Kubernetes 101: Assigning Pod to Nodes (I)

HungWei Chiu
10 min readAug 5, 2023

This article aims to explore various methods in Kubernetes that can influence the assignment relationship between Pods and Nodes.

As Kubernetes can manage multiple nodes, and each node can have different characteristics, there are situations where we might want to allocate Pods to specific nodes based on:

  1. CPU/Memory resources
  2. Disk size and speed
  3. Network card speed
  4. Other specialized devices

Apart from considering the node capabilities, high availability is often a crucial factor, especially in cloud environments, where nodes may have specific Availability Zone (AZ) characteristics. Consequently, there are considerations like:

  1. Ensuring Pods are evenly distributed across different zones
  2. Deploying different services preferably within the same zone

For some providers, the consideration in (2) might be due to charging for traffic that crosses zones. Therefore, in practice, there are various scenarios that necessitate adjusting the allocation methods accordingly.

Environment

The experiments discussed next will be conducted using a Kubernetes v1.26.0 cluster generated using KIND 0.18.0. This Kubernetes cluster comprises one control node and four worker nodes. In addition to the basic labels, we have also set up labels based on zones to simulate the environment.

KIND K8s Cluster

NodeName

In general, the scheduling of Pods is determined by the Scheduler, which dynamically modifies the pod.spec.nodeName field to deploy Pods onto the selected nodes. However, we also have the option to directly set the pod.spec.nodeName field, effectively forcing the Pod to be scheduled on a specific node. This approach is the most direct and has the highest priority, bypassing the Scheduler's decision-making process. However, if the target node does not exist, the Pod will be stuck in a Pending state and cannot be deployed.

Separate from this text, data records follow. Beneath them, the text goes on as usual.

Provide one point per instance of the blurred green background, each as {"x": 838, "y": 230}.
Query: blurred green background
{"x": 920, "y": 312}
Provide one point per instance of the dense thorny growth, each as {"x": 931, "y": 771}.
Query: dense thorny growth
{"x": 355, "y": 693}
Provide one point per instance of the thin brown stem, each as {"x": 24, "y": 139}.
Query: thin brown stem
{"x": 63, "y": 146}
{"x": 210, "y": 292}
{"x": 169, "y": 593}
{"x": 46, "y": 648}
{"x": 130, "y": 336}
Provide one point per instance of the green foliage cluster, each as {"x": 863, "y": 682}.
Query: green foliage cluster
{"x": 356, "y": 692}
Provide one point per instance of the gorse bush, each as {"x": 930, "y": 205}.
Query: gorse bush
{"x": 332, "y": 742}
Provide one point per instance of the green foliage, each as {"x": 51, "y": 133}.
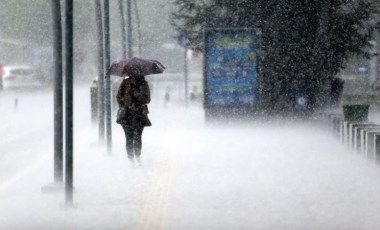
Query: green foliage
{"x": 304, "y": 42}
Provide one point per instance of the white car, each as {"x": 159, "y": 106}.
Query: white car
{"x": 15, "y": 77}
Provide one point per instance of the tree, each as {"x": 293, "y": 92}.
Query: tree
{"x": 304, "y": 43}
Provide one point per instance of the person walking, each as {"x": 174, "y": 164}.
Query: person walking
{"x": 133, "y": 96}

When using this approach, some important considerations are:

  1. If Kubernetes itself is configured with Cluster AutoScaler, and the nodes are generated with random names, using nodeName can become very risky.
  2. This method lacks flexibility and, therefore, is not commonly used in most situations.
apiVersion: v1
kind: Pod
metadata:
name: nodename-pod
spec:
nodeName: k8slab-worker
containers:
- name: server
image: hwchiu/netutils
Example of NodeName

Using the example mentioned above for deployment, the Pod will be directly assigned to the k8slab-worker node. When you use kubectl describe pod, you will not see any events related to the scheduler. This is because the Pod is explicitly set to run on the specified node (k8slab-worker) by setting the nodeName field, bypassing the scheduler's decision-making process.

Events:
Type Reason Age From Message
---- ------ ---- ---- -------
Normal Pulling 90s kubelet Pulling image "hwchiu/netutils"
Normal Pulled 88s kubelet Successfully pulled image "hwchiu/netutils" in 1.582945894s (1.582973894s including waiting)
Normal Created 88s kubelet Created container server
Normal Started 88s kubelet Started container server

It is essential to be cautious when using this approach and consider other scheduling mechanisms for better flexibility and stability.

NodeSelector

Compared to the straightforward use of NodeName, NodeSelector offers a much simpler selection strategy based on Node Labels.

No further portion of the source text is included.